As they have in past budget cycles, the school leaders came together in an event coordinated by the Alameda County Office of Education. But — perhaps as a sign of the ballooning state deficit and global economic crisis — this year's appeal to state lawmakers was noticeably more modest.
"Please, do not give us less money than we had the prior year," said John Casey, superintendent of the Pleasanton school district, who noted that the superintendents were not asking for additional funds.
In his January budget proposal, Gov. Arnold Schwarzenegger recommended that the state government cut more than $8 billion in funding for public schools and community colleges by the end of the 2009-10 school year, according to an analysis by the nonpartisan Legislative Analyst's Office.

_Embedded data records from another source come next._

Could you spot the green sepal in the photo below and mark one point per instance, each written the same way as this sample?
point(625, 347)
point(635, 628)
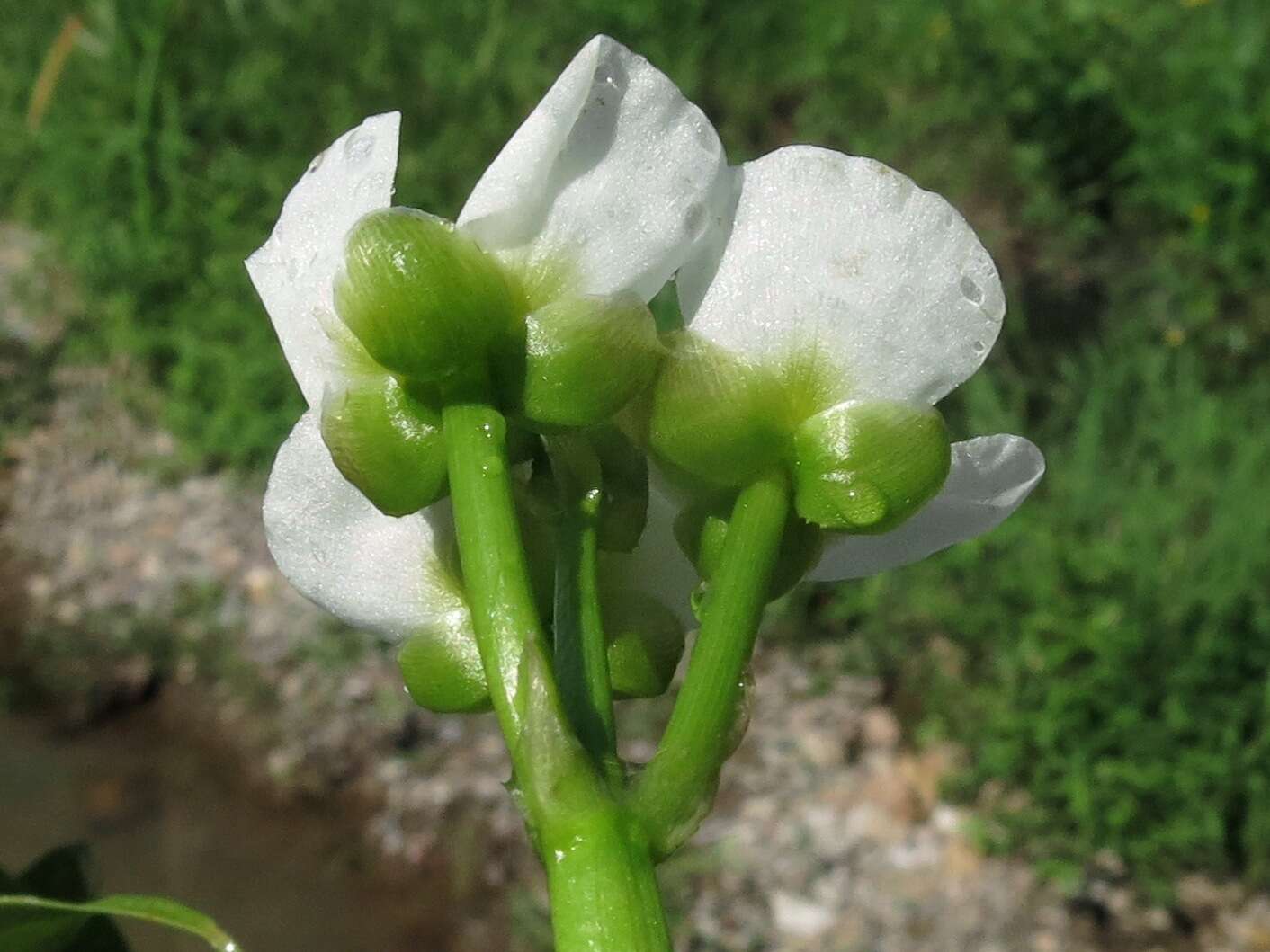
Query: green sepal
point(385, 442)
point(865, 467)
point(702, 529)
point(585, 360)
point(717, 416)
point(422, 298)
point(443, 671)
point(646, 644)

Schwarzenegger also wants to lift restrictions on the use of special-purpose grants, including those earmarked for smaller class sizes, adult education classes and after-school programs — a controversial proposal that many superintendents and school business officers support but which the state PTA and the California Teachers Association oppose.

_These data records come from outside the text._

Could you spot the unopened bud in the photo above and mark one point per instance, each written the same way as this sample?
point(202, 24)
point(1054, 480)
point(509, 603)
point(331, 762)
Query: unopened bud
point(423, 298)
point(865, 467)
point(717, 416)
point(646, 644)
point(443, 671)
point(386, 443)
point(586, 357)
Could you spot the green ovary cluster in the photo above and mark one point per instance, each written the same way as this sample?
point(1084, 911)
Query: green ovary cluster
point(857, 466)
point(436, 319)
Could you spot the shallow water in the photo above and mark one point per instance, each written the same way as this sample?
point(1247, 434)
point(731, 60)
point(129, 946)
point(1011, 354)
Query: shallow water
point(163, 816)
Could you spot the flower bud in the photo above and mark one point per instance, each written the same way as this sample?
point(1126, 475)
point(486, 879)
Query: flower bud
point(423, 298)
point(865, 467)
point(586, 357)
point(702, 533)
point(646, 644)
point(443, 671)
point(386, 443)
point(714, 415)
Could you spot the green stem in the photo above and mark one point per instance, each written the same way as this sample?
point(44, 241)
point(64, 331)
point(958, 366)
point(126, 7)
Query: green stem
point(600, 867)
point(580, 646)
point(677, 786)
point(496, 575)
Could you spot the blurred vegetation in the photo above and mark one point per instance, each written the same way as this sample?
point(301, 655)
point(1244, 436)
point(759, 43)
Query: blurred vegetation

H.D. Palmer, the spokesman for the state Department of Finance, said the Republican governor has proposed $14 billion in new revenue to mitigate the impact of the shortfall on state programs. Still, he said, "no one is going to come back to sea level in this proposal."

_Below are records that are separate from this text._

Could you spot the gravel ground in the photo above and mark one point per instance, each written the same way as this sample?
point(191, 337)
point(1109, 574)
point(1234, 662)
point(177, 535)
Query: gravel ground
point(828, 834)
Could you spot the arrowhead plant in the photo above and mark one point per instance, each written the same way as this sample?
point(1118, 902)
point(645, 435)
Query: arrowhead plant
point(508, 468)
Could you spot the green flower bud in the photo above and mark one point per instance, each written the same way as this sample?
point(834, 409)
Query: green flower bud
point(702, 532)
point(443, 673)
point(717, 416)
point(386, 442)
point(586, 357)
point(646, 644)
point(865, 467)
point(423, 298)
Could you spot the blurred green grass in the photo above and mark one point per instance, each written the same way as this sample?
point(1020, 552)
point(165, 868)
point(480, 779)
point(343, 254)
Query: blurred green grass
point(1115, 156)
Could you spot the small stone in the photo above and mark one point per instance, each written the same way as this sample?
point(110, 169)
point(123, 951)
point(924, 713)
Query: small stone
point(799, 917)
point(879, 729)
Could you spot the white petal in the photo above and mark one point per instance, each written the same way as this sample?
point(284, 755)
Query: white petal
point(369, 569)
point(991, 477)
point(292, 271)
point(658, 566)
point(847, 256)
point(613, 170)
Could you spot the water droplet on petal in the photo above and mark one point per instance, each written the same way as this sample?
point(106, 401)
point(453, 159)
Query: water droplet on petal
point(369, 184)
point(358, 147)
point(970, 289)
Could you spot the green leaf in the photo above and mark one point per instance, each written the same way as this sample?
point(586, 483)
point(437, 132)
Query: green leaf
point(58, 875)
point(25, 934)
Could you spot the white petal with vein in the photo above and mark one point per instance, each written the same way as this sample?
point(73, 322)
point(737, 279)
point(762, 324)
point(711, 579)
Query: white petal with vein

Faced with millions in potential reductions, school districts including Berkeley, Livermore and Dublin plan to notify some employees by March 15 that they might lose their jobs. State law requires districts to inform staff of potential layoffs by that date, long before the state budget is passed and school districts know how much money they have to spend.
William Huyett, the superintendent of Berkeley schools, said his district would likely be forced to cut its support services — such as transportation, custodial, and food service — by up to 25 percent, according to Schwarzenegger's January proposal.
"That's a severe cut," Huyett said. With $9 million in planned reductions, he said, "I think that the district, in many ways, could not function effectively."
Oakland schools plan to cut $29 million from its general purpose fund, which now amounts to about $230 million. Under the district's latest plan, each school would see its funding drop by 4.5 percent in 2009-10. Central office departments would absorb the rest of the cuts.
"We're working to ensure that we won't have to lay anyone off, but at this time, we can't offer any guarantees," said district spokesman Troy Flint.
California's constitution requires the state budget to be approved each year by two-thirds of the Legislature, a threshold some Democrats are pushing to lower to a simple majority. The Republican minority has taken a stand against new taxes, arguing that the government should balance its books exclusively by curtailing its spending. Stalemates are common; school district financial planning involves a fair amount of guesswork.
For that reason, Stephen Hanke, the superintendent of Dublin schools, said the district plans to send pink slips to all teachers paid from special-purpose funds.
"We must plan for the worst and hope for the best," Hanke said.